First in-human clinical trial of CAR T cell therapy with new binding mechanism shows promising early responses

The therapy tested in a Phase 1 clinical trial might drastically change the way the T cells work, potentially allowing the new CAR T cell product to work where other products have failed.

Early results from a Phase I clinical trial of AT101, a new CAR T cell therapy that uses a distinct binding mechanism to target CD19, show a 100% complete response rate at the higher dose levels studied in the trial, according to researchers from the Perelman School of Medicine and Penn Medicine’s Abramson Cancer Center. The findings are published in Molecular Cancer and presented at the 65th American Society of Hematology (ASH) Annual Meeting and Exposition.
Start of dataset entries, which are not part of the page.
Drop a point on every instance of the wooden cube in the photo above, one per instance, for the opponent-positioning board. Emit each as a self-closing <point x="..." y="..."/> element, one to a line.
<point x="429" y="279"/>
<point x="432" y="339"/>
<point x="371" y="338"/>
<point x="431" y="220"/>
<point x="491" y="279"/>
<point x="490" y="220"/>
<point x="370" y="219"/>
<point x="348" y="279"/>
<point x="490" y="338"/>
Microscopic images of T cells.
Image: iStock/Love Employee

CAR T cell therapy has revolutionized treatment for many people with blood cancers who had run out of other treatment options. While some patients experience long-term responses to CAR T cell therapy, it doesn’t work–or the cancer eventually returns–for others. The CD19 CAR T cell therapies that are currently approved all target CD19 through the same epitope. To try and make CD19 CAR T cell therapy more effective for more patients, Marco Ruella, an assistant professor of hematology-oncology and scientific director of the Lymphoma Program, and his research team, along with the Korean company AbClon Inc, co-developed a CAR T product (AT101), using cells originating from the same patient, that targets CD19 through a different epitope, located closer to the cell membrane, via a novel antibody.

The Phase I first-in-human clinical trial was conducted in South Korea and enrolled 12 patients with relapsed or refractory B cell non-Hodgkin’s lymphoma (NHL).

“We’ve learned that the way you design your CAR really matters. Designing a different CAR might drastically change the way the T cells work, potentially allowing that CAR T cell product to work where other CAR T cell products have failed,” Ruella says. “We were not expecting such a drastic early difference in this study. The CART19 products that are already FDA-approved are very effective, and it’s not easy to do better. While there is not a randomized trial of this product yet, the initial results seem very promising, and we look forward to moving into the planned Phase II portion of the study.”